Rezension

Berührende Geschichte

Fliegende Hunde - Wlada Kolosowa

Fliegende Hunde
von Wlada Kolosowa

Bewertet mit 3 Sternen

Im Roman „Fliegende Hunde“ von Wlada Kolosowa geht es um die Freundinnen Oksana und Lena, die schon ihr ganzes Leben lang beste Freundinnen sind. Sie wohnen seit 16 Jahren Tür an Tür in einem Vorort in Sankt Petersburg. Die Gegend ist eher heruntergekommen und lässt nicht viel Platz für eine hoffnungsvolle Zukunft. Lena beschließt deshalb aus ihrem tristen und einfachen Leben herauszubrechen und das Angebot einer Chinesischen Modelagentur anzunehmen, für drei Monate nach Shanghai  zu kommen. Dort erwartet sie nicht wie erhofft, ein glamouröses Modelleben, sondern ein dreckiges Modelapartment, in dem sie sich ein Zimmer mit zwei weiteren Models teilen muss und jeden Tag instant Nudeln isst. Ihr Agent kümmert sich auf eine ganz besondere Weise um Lena und auch der Fotograf, der ihr schöne Augen macht, hat nicht nur professionelle Absichten.

Währenddessen vermisst Oksana ihre beste Freundin zu Hause. Auch sie sehnt sich nach Lena und dem kleinen Geheimnis, welches sie nur miteinander teilen. Dass ein Junger aus  der Nachbarschaft sich für Oksana interessiert und dabei viel weniger draufgängerisch ist als man eigentlich von ihm erwarten würde, ist Oksana fast egal. Sie versucht krampfhaft ihren Körper, den sie viel zu dick findet, auf ein ansehnliches Modelmaß zu trimmen. Dabei entdeckt sie im Internet ein Forum, dass mit der Geschichte der Stadt argumentiert und die Zeit während der Blockade, bei der unzählige Menschen verhungerten, beschönigt indem die Forumsmitglieder die Blockade-Diät anpreisen. Oksana gerät in die Fänge der Forumsgemeinde und in einen Strudel aus Trauer und Sehnsucht.

Das Buch ist sehr fesselnd. Mich interessieren vor allem die fremden Schauplätze der Gegenwart und auch die schrecklichen und sogleich faszinierenden Rückblicke in die Zeit der Blockade. Man fühlt als Leser vor allem mit Oksana mit. Ihr Teil der Geschichte ist emotional und empathisch beschrieben.

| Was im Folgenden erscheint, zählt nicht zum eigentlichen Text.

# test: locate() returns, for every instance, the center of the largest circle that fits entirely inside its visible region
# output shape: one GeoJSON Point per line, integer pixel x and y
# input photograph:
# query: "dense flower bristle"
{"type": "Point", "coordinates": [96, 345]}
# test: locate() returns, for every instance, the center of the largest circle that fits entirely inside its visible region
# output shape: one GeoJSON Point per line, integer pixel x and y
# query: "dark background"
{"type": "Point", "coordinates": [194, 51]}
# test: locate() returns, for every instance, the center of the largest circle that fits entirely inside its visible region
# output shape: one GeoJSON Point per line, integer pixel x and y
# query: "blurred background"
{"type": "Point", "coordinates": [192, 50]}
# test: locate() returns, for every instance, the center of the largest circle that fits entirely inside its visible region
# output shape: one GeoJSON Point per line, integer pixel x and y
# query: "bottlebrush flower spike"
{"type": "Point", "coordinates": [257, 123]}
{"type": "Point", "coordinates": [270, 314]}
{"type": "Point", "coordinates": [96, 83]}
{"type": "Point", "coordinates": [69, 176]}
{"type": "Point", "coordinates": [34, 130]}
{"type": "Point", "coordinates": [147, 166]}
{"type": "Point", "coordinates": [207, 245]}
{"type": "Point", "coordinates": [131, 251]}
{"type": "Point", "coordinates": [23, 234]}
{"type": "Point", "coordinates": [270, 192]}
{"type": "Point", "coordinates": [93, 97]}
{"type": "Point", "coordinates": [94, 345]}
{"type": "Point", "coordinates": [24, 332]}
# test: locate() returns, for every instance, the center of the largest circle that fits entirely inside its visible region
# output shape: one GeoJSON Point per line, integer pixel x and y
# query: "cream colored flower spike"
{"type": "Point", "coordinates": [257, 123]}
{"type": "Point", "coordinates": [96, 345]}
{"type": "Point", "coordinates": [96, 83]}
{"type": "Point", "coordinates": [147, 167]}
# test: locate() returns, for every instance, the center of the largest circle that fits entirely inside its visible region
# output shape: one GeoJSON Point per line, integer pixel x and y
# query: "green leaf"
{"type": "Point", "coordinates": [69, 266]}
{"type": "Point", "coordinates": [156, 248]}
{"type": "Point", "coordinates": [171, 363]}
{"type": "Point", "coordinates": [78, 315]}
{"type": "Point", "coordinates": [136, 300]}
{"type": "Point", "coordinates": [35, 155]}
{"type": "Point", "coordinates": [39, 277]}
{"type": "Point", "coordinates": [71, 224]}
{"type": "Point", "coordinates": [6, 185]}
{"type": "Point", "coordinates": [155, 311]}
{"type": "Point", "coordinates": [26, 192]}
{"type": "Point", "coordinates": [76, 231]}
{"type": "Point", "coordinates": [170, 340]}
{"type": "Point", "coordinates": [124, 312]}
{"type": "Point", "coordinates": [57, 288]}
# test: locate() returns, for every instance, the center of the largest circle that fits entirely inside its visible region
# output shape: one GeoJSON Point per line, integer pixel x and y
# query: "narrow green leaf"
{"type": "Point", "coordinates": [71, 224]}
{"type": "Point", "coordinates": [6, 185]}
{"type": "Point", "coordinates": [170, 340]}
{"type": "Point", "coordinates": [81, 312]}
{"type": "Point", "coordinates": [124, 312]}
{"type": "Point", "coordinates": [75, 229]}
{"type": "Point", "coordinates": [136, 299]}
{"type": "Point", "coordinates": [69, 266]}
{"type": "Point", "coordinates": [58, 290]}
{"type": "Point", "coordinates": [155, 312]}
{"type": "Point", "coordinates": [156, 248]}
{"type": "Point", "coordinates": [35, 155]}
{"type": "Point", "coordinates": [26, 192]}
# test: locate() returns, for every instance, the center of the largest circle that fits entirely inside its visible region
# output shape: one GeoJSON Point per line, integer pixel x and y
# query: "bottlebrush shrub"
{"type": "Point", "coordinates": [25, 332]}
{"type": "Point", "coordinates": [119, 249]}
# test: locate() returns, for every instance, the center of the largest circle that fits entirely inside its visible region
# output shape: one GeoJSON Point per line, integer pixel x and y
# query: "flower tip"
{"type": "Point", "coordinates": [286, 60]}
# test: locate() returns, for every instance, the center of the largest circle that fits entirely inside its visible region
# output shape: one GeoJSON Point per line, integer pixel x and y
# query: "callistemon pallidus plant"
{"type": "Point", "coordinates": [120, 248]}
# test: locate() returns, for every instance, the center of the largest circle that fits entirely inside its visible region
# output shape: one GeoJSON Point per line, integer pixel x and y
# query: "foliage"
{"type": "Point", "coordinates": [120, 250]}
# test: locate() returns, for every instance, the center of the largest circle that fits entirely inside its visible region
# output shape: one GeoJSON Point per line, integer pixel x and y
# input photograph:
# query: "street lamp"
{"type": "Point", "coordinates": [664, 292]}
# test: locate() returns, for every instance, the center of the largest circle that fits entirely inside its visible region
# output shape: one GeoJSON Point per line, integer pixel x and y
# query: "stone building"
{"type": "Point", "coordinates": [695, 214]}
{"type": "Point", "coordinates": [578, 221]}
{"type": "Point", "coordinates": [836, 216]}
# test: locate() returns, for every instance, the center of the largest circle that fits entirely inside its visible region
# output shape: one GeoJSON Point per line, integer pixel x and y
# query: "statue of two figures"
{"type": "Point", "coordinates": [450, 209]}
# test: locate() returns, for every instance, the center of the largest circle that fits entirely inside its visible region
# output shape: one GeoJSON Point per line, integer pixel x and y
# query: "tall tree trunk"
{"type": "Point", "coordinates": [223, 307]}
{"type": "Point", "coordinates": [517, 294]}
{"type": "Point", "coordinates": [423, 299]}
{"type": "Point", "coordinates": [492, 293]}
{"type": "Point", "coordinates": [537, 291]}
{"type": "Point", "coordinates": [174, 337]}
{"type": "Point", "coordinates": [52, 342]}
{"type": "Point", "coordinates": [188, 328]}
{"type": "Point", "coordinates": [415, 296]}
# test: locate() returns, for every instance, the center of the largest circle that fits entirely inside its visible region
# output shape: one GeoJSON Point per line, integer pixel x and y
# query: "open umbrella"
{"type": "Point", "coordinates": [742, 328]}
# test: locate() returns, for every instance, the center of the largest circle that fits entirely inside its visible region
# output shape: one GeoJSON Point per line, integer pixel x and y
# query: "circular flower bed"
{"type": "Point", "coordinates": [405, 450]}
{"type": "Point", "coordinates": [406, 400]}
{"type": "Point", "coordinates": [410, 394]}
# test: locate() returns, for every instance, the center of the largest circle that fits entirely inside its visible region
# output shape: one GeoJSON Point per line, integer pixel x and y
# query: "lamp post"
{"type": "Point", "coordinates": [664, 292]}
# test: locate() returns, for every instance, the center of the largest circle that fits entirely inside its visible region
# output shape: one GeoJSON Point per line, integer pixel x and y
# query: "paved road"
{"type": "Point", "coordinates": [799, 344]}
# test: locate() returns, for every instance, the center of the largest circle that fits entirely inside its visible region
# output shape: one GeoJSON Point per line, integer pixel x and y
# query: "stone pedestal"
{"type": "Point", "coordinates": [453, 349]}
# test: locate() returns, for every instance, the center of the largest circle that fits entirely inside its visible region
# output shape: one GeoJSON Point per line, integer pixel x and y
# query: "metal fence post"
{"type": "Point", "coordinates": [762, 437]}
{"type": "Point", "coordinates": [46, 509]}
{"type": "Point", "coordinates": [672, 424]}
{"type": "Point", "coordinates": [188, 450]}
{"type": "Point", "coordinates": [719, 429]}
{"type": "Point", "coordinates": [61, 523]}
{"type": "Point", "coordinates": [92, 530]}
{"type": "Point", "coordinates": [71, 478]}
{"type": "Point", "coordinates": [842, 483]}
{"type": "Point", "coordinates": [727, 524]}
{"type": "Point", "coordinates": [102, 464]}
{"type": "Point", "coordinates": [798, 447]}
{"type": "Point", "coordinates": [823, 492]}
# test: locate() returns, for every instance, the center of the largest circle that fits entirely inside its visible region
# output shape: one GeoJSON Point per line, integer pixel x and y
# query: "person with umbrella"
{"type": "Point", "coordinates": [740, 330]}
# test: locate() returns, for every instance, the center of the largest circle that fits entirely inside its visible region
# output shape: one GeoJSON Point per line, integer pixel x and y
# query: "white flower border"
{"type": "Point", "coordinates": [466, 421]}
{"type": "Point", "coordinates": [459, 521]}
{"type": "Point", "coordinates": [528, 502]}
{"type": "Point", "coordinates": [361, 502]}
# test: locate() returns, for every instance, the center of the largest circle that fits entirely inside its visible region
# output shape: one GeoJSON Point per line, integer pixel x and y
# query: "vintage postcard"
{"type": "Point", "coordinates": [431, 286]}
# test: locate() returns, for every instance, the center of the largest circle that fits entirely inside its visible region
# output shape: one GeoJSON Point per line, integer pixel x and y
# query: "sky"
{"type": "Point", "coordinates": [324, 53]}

Lena finde ich eher kühl, obwohl auch ihr Teil der Geschichte sehr interessant ist.  Vielleicht liegt es daran, dass sie gerade schon etwas erwachsener und abgestumpfter ist Oksana, dass der Leser sich nicht so leicht mit ihr identifizieren kann.

Die Zielgruppe des Buches sind meiner Meinung nach eher Teenager, aber auch Erwachsene wie ich können sich an der Geschichte begeistern. Der Schreibstil gefällt mir gut, er ist fesselnd aber nicht anspruchsvoll. Daher habe ich das Buch in wenigen Tagen durchgelesen.

Das Ende kommt leider viel zu plötzlich. Ich hätte mir gerne noch 100 Seiten mehr gewünscht. Und vor allem kein offenes Ende.